I often run into businesses that say “I want to form an S-corp” or “I am an S-corp.”  There is some degree of misunderstanding in this that I want to try to clear up.  Hopefully I won’t muddy the waters even further.  Here goes…

A business entity resides simultaneously in two different worlds – the legal world and the tax world.  You first form an entity, like an LLC or a corporation, at the state level.  This usually involves filing articles of organization or incorporation with the Secretary of State.  Once you do that, you have formed a legal entity, and the IRS will come a’knockin’.

Soon after forming your entity, you will receive a notice from the IRS asking you to complete Form 2553 – Election by a Small Business Corporation.  Don’t let the term “Corporation” throw you – you’ll receive this notice even if you’re an LLC (limited liability company).  This is when you determine how your entity will be taxed by the IRS.

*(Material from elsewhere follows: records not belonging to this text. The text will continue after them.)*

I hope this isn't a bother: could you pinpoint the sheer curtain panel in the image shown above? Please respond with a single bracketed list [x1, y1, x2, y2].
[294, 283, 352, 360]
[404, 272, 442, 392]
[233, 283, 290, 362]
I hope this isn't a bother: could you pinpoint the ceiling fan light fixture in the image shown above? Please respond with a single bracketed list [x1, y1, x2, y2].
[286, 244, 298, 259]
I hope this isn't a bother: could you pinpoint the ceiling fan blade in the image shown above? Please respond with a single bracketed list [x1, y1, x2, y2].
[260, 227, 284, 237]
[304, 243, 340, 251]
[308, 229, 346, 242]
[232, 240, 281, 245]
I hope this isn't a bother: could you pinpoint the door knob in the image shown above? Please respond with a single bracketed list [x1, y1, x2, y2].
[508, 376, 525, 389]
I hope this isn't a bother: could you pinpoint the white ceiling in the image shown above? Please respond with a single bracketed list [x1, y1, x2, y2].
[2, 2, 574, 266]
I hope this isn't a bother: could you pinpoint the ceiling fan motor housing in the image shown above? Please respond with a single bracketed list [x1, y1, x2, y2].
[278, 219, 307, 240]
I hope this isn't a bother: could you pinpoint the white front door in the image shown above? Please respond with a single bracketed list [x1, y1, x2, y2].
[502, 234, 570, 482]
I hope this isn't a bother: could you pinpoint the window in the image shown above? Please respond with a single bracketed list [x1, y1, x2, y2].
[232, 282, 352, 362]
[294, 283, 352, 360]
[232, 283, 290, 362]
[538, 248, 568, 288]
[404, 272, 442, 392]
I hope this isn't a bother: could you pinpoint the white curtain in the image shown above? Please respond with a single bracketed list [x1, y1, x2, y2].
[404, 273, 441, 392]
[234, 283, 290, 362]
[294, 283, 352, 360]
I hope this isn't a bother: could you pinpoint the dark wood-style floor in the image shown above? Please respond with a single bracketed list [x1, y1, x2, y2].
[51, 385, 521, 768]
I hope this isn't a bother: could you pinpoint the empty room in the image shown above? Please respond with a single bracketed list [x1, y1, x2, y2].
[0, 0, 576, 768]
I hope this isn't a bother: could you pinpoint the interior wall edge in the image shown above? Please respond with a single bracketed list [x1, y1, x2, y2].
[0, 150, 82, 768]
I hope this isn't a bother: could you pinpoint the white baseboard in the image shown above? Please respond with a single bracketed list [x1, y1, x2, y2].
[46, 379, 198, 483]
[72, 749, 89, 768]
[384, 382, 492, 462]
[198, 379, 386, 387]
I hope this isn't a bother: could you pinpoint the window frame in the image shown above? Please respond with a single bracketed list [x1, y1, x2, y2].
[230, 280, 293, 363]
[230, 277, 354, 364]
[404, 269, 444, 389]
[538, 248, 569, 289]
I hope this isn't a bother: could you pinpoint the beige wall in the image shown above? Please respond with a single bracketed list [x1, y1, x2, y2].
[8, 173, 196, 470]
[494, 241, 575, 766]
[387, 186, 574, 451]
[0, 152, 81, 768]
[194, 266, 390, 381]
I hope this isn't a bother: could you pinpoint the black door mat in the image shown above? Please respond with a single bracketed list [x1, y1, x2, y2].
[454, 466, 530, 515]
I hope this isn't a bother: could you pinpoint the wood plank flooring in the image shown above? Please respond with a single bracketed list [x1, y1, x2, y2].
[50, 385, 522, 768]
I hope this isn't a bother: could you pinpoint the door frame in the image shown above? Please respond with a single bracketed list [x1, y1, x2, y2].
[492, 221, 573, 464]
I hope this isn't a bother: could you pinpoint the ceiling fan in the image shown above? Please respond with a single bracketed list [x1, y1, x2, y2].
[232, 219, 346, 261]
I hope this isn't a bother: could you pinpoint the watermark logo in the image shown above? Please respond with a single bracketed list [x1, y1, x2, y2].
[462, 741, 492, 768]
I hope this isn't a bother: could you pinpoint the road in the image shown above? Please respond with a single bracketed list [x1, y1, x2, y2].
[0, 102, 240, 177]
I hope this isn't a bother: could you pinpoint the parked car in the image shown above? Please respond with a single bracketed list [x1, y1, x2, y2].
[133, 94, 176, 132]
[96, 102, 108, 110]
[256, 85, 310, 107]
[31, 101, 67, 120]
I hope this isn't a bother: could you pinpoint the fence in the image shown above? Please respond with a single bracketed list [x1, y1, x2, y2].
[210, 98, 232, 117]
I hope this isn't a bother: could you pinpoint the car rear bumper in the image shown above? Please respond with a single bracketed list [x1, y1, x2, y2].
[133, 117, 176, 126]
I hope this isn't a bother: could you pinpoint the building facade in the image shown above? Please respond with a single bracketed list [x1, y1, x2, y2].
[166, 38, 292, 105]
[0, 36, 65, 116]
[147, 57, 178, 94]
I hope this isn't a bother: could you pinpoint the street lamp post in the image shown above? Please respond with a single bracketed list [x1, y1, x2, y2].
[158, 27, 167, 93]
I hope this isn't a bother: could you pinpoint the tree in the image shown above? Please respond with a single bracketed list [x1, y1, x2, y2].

At this point I always refer my clients to a CPA.  There are self-employment tax considerations that I’m simply not qualified to discuss.  As a corporation, you can elect to be taxed as a C-corporation or as an S-corporation.  As an LLC, you can elect to be taxed as a sole proprietorship, as a partnership, as a C-corporation OR as an S-corporation.

You cannot make the S-corporation election (or any other tax election) without having FIRST formed an entity.  If you don’t believe me, check the instructions for Form 2553 under “Who May Elect.”

Finally and maybe most importantly, once you’ve met with a CPA who’s advised you on the proper election to make, you must file this paperwork with the IRS in time – within two months and 15 days after the beginning of the tax year you want it to apply, or at any time during the tax year PRIOR to the tax year in which you want it to apply.

It’s June now.  If you were to file the paperwork now, the earliest the election would be effective is for next year’s tax return.  This is why I advise all my clients to consult with a CPA BEFORE they come to me to form their entity.  Not only do you want to make the right decision on the tax election, but you need to file the proper paperwork in time.

When I started my first business, I took advice from a bookkeeper and didn’t make this election in time.  It took three years of begging and groveling to get the IRS to make the election retroactive.  And my CPA had to pull some strings.  The lesson?  Make this decision before forming the entity so that when you receive the form 2553 from the IRS, you’re ready.

To summarize…

The LLC or corporation refers only to your legal status – these types of entities create a corporate veil which protects you from being held personally liable in lawsuits filed against your business.

The S-corporation or C-corporation election refers to how the IRS will treat your entity for tax purposes.

You must create a legal entity before you can make a tax election.

I hope I haven’t further muddied the waters.